Most traditional control experts are Electrical Engineers who tend to gravitate toward PID or MPC control methodologies. They tend to dismiss expert system controllers as they are not mathematically derived, but rather rely on heuristic reasoning. This study shows that when an AI-based controller is carefully designed by a domain expert8 who also has decades of clinical experience, that it may have the potential to improve on the results achieved by either PID or MPC controllers,45,46 although strictly speaking it is not valid to compare in silico results with clinical studies. Specifically, this simulation shows that this AI-based controller may be capable of achieving exceptional results, including (1) time in control range > 90%, (2) time in range 70-140 mg/dl > 95%, (3) severe hypoglycemia (<40 mg/dl) rate of 0, (4) hypoglycemia (40-69 mg/dl) rate < 0.1%, (5) CV < 13%, and (6) hyperglycemia (>140 mg/dl) rate < 3%.

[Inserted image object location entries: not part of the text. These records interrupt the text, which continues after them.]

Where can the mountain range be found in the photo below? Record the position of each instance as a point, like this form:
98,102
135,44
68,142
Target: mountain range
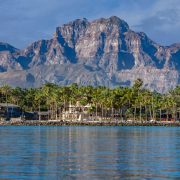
101,52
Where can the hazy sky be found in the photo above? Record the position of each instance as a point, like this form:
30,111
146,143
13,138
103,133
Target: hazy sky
24,21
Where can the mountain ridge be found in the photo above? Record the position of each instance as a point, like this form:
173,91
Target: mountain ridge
101,52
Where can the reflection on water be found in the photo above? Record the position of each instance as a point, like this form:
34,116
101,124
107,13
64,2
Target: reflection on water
89,153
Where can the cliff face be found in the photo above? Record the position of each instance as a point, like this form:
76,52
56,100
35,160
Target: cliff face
102,52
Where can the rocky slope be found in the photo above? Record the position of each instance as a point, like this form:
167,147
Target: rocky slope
102,52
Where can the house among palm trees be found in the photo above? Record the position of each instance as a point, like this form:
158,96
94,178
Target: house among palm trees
76,112
10,111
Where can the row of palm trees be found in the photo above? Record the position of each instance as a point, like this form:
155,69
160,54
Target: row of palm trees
122,102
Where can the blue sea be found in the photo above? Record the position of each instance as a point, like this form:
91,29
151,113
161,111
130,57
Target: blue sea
89,153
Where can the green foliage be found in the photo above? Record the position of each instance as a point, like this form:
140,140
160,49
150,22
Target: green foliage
134,102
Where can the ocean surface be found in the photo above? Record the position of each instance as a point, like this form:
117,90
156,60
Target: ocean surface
89,153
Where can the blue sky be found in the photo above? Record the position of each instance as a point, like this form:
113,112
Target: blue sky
25,21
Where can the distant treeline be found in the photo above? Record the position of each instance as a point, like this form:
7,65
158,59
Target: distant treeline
133,102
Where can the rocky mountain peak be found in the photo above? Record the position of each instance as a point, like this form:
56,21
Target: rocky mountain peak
7,47
99,52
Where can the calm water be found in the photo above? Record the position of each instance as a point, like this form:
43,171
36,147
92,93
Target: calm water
89,153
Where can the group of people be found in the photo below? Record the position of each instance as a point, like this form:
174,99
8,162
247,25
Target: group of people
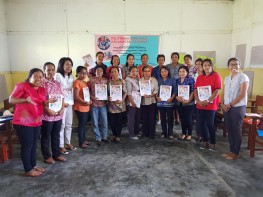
34,96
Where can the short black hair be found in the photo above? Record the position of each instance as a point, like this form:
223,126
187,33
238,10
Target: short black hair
185,68
159,56
144,55
99,66
113,57
233,59
210,62
99,52
61,63
113,68
79,69
48,63
127,57
189,56
132,67
31,72
175,53
199,60
165,68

Previous AI-based controllers have been based on fuzzy logic, which often employs look-up tables to determine partial truths. To our knowledge this is the first glucose controller that is based off of pure logic, with the basis for the logic being an in-depth study of the native glucose control system.8
While the results of this in silico study are encouraging, they will have to be confirmed in future studies in both animals and ICU patients to see if this AI-based glucose controller holds up to real-world settings.
Conclusion
An in silico analysis of a novel AI-based glucose controller designed for the ICU setting demonstrates its potential to maximize glucose time in range while at the same time minimizing the glucose metrics that increase mortality rates. Both animal and clinical testing will be required to validate these results.
Supplementary Material
Footnotes
Abbreviations: AI, artificial intelligence; CV, coefficient of variation; CE, Conformity European; ICU, intensive care unit; IQR, interquartile range; IV, intravenous; MPC, model predictive control; MIMO, multiple input multiple output; PID, proportional integral derivative; SE, sensor error; VA, Veterans Administration.
Declaration of Conflicting Interests: The author(s) declared the following potential conflicts of interest with respect to the research, authorship, and/or publication of this article: LD and JD are stock holders in Ideal Medical Technologies Inc.
Funding: The author(s) received no financial support for the research, authorship, and/or publication of this article.